美術と文学に関しては何をおいても井田さんのこちらが。岩波新書の限界に挑んでる感じでもあり、かろやかな文体の中にこれでもかこれでもかと作品を読み解くための知見が披歴されていて、美術史というのは何て凄い世界なんだと、圧倒されっぱなしでした。
宗教については大谷先生のこちらが。自分の研究とも重なります。大著ですけれども、読みました。高山樗牛の日蓮主義に果たした影響力の大きさを指摘しています。
メディア史については佐藤先生の「流言」。メディア理論の復習もできます。
猪谷さんの。これも良い本で、フィルターバブルの問題や、広告料の話など、とくに一年生たちの基礎ゼミなどで教えている内容ともつながっていて、情報活動の中で知っておくべきことがたくさん書いてあります。
対象とする時代は専門外だけれど、日本史の前近代の新書や文庫でそれまでの認識を改めさせられた本として。 とくにハードボイルド室町時代の文庫化からは大いに刺激されました。
また、文庫に入ったものでいえばこちらも大きなものです。岡先生の著作大量文庫化です。解説もすごいです。明治150年を経て、あらためて日本近代史を捉え直す好機とも言えましょう。

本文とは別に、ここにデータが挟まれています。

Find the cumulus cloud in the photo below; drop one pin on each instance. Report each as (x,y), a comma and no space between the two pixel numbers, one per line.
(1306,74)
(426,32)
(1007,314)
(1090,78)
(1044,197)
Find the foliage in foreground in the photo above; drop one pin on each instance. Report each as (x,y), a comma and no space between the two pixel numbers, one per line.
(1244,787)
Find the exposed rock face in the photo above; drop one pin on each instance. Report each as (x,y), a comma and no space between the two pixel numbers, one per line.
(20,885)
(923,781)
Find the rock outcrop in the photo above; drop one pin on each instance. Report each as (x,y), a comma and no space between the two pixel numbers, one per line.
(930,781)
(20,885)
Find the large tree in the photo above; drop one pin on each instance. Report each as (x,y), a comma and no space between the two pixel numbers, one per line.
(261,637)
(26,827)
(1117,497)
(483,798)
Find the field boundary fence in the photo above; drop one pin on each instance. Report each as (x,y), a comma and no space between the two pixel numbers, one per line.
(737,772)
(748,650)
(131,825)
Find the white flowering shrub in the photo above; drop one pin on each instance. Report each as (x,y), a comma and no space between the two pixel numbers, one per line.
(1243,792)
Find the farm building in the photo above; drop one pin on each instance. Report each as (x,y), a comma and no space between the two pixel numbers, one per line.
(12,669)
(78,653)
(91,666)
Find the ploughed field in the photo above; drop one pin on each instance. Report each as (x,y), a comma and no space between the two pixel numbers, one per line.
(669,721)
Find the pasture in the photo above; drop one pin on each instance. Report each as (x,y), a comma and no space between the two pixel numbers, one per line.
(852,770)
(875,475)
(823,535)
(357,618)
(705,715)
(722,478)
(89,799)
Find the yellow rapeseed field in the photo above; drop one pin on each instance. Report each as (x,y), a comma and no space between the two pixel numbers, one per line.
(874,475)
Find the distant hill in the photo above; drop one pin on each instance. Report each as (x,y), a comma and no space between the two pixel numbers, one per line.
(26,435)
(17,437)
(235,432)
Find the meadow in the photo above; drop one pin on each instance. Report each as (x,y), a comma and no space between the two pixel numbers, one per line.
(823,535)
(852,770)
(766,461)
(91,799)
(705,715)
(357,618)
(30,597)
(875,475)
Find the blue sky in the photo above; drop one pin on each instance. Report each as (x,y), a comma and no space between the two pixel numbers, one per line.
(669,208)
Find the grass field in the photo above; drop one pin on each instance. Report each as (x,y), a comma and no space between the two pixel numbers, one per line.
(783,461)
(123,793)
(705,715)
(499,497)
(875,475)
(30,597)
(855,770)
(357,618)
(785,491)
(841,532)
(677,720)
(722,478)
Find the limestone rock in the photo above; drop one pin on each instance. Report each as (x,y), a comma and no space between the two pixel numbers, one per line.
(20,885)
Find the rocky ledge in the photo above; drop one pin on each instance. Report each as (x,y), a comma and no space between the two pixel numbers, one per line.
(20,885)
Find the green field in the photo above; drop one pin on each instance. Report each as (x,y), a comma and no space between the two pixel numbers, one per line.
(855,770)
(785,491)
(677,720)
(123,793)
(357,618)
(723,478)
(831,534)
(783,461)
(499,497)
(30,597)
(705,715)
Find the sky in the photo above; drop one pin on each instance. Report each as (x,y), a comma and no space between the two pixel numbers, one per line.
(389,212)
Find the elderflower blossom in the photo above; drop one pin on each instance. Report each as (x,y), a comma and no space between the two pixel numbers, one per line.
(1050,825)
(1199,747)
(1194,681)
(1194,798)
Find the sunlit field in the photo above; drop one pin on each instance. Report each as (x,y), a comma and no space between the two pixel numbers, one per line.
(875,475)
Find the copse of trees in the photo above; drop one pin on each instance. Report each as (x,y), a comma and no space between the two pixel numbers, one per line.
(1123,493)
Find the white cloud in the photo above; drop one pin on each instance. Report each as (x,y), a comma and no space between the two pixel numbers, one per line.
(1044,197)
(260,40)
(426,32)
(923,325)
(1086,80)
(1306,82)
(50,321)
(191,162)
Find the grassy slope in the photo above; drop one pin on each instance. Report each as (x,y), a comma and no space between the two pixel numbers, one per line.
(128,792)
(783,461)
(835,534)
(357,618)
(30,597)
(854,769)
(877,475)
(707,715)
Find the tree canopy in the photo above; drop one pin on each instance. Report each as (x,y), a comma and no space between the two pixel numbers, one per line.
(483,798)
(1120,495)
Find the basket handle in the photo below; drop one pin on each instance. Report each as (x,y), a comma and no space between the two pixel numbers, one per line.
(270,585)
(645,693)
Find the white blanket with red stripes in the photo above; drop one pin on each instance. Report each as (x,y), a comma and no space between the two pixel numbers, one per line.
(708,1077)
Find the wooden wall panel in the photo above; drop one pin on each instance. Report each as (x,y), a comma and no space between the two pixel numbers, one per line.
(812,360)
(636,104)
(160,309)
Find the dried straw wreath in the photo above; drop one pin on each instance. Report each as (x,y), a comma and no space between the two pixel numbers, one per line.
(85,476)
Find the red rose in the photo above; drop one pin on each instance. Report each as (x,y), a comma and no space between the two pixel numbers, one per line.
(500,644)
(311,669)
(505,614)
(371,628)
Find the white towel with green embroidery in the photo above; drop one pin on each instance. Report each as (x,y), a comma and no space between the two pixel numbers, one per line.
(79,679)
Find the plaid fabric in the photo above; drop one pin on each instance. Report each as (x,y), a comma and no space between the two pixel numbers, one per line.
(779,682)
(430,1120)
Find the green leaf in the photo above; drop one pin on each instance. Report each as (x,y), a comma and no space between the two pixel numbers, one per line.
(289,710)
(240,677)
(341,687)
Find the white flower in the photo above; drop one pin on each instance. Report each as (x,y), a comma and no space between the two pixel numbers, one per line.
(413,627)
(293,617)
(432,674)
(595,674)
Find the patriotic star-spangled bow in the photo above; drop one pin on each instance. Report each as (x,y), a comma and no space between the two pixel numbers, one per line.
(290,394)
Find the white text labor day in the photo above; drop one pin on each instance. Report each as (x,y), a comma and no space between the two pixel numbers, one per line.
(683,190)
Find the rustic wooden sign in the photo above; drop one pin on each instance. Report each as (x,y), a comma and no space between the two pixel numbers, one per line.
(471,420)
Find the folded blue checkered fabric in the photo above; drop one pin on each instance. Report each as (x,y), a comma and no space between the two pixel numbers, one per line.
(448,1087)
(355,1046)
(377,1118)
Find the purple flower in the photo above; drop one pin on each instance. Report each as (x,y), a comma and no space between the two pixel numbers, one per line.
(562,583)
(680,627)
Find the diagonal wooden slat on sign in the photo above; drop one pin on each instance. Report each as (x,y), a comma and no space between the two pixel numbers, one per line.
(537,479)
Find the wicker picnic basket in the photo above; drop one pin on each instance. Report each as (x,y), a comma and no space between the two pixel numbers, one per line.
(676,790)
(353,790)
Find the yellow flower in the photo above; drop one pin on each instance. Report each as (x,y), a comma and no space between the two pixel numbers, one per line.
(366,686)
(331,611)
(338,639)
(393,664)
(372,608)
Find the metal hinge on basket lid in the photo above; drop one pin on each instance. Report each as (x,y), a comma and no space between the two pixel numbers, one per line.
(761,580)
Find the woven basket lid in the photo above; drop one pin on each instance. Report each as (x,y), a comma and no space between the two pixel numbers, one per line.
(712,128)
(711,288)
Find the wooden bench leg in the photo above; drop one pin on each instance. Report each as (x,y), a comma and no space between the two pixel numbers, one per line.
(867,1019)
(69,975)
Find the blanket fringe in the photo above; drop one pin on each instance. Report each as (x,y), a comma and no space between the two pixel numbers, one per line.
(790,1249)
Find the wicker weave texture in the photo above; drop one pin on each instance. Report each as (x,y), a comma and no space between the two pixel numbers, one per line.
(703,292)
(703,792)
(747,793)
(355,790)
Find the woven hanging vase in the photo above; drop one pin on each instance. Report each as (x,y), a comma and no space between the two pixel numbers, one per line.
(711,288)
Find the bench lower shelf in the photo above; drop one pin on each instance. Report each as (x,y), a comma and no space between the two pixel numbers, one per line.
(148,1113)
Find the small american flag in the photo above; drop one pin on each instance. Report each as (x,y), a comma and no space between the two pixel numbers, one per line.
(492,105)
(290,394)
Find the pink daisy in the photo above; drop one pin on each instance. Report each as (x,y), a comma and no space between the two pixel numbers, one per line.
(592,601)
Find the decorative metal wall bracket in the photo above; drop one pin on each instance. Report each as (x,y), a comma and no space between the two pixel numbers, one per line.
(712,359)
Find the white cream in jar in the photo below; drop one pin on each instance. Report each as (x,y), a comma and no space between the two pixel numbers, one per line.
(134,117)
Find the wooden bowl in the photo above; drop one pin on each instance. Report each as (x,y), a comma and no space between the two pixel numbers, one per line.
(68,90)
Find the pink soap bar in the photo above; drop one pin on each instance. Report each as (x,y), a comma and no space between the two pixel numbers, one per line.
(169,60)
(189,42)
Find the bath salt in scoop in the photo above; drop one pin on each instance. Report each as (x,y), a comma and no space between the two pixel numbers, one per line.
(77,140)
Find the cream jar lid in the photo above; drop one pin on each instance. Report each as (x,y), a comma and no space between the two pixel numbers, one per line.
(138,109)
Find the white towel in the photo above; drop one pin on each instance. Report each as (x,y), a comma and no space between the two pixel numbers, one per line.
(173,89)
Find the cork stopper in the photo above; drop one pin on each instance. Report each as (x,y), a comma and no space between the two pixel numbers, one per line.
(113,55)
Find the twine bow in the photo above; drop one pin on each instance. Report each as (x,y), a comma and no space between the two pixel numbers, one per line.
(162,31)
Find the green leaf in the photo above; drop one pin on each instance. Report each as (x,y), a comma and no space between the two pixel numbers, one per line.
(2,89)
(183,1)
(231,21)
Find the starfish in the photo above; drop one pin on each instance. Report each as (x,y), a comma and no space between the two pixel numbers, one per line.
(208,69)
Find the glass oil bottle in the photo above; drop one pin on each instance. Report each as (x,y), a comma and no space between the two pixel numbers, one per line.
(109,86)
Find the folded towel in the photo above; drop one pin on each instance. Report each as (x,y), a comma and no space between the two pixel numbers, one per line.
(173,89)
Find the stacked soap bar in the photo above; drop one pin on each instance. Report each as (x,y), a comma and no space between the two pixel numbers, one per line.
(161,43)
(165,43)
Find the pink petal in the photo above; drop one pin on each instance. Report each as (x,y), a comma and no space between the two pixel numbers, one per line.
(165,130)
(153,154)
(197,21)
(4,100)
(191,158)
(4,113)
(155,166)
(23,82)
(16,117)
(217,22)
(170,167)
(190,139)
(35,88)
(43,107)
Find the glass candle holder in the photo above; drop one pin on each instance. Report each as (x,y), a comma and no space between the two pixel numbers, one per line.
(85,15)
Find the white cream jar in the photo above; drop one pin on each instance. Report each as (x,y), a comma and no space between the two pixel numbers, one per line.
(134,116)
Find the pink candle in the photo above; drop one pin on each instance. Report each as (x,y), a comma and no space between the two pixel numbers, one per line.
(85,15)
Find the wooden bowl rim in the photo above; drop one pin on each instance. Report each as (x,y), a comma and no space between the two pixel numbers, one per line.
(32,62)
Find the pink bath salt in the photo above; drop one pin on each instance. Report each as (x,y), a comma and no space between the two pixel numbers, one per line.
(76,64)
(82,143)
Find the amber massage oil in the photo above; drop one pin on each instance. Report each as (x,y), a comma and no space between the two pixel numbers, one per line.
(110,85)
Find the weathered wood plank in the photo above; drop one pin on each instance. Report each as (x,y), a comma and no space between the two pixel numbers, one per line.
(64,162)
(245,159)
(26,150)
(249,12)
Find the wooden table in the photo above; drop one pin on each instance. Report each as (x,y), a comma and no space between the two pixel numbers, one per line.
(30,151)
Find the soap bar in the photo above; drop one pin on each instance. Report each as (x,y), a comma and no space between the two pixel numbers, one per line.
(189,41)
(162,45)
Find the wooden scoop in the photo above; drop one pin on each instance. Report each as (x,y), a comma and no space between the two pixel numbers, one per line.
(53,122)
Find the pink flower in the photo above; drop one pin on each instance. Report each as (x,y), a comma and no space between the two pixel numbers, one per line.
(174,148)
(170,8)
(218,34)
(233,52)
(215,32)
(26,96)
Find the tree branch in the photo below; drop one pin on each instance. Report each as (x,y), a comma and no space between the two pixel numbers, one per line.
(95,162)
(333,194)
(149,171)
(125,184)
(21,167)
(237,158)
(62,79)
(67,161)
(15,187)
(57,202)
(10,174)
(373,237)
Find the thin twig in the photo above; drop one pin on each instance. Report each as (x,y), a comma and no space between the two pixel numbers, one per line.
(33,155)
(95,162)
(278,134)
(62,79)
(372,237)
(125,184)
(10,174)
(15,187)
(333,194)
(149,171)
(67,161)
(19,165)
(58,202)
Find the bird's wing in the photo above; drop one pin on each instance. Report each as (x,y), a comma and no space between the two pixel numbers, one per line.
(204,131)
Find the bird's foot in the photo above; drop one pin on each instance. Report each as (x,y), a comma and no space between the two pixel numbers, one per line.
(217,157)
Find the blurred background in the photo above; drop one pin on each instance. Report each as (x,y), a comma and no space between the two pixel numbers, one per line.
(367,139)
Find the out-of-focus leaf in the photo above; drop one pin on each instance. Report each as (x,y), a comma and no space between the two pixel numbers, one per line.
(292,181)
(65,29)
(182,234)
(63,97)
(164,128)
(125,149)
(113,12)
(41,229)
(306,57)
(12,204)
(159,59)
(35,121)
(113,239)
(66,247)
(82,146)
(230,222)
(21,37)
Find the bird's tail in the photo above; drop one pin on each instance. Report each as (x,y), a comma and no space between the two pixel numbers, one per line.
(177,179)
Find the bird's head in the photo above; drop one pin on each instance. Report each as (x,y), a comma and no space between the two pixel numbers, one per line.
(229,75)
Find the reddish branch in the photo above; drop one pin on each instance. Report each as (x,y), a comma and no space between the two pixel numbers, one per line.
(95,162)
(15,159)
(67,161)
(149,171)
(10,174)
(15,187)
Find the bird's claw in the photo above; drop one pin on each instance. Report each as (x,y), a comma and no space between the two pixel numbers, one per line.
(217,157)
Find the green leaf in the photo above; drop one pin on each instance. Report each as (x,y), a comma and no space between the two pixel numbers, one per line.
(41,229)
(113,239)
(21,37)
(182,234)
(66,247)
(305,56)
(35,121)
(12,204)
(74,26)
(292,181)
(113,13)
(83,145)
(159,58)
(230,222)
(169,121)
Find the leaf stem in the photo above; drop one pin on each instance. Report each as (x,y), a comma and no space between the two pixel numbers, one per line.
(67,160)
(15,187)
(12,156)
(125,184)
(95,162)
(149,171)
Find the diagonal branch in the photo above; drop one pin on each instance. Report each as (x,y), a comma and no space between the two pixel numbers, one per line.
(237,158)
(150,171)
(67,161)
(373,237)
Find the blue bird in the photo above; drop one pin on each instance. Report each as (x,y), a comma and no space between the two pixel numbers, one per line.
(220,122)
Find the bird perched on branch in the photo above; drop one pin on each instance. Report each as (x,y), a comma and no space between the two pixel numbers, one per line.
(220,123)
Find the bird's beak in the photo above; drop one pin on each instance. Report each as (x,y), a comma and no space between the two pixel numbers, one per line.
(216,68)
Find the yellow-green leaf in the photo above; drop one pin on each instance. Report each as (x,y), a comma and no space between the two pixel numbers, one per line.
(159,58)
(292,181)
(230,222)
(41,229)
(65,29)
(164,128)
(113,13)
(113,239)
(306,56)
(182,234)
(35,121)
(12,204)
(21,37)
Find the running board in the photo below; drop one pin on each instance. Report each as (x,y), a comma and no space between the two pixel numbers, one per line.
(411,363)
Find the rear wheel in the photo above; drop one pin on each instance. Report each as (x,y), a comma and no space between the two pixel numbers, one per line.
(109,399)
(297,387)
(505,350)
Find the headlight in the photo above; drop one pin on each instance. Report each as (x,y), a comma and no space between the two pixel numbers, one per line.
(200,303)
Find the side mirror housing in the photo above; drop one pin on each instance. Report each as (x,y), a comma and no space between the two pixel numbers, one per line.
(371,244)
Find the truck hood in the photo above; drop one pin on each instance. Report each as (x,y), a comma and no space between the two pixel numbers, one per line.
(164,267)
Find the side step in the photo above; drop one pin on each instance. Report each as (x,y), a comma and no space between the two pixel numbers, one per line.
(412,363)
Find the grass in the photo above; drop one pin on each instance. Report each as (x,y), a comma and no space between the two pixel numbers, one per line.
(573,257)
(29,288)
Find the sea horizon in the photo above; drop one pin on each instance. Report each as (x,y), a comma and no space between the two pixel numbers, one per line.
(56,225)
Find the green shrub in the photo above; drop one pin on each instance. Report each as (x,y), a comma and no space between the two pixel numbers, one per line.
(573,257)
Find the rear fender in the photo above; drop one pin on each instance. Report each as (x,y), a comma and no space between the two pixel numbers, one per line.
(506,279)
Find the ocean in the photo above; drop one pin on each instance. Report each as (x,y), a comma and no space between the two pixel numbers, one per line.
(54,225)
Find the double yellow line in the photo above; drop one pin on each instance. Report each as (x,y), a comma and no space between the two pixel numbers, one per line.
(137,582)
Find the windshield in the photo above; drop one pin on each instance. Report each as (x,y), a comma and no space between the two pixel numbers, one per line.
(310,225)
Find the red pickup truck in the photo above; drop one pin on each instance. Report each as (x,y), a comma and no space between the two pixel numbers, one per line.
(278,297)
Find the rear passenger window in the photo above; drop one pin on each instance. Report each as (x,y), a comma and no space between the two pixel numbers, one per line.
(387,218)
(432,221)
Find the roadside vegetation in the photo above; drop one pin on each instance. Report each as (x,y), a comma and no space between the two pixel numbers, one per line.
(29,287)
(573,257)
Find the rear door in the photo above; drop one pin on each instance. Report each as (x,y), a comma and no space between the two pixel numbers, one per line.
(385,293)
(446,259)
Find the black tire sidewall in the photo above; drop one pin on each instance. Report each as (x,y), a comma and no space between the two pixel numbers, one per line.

明治150年に続いて近現代史、昭和史の入門書によさそうな新書も相次ぎましたね。改元という一つの時代の区切りが作用しているのでしょうか。
たくさん書いておられる岡本氏の著作のうち、以下から示唆を得ました。日中の思想交流をテーマにする指導学生がいるので、そのうち一緒に読んでみたいとも思います。
タイトルが良いですが、小島氏の日本史本2冊も文庫化しました。日本史を語るということがどういうことなのか。その説明の仕方にも注目しながら、自分だったらどうするか考えたりしています。
文章術と読書をめぐるライフハック的な本も。いくつか見たなかでは以下のものがまあまあ良かった気がします。
あと最後に、ちょっとびっくりしたのはこちら。授業で明治の終焉と乃木のことを話したついでに乃木坂の話題に触れたのですが、ファンを自認するライターさんがその歴史をかなり掘り下げて考察していました。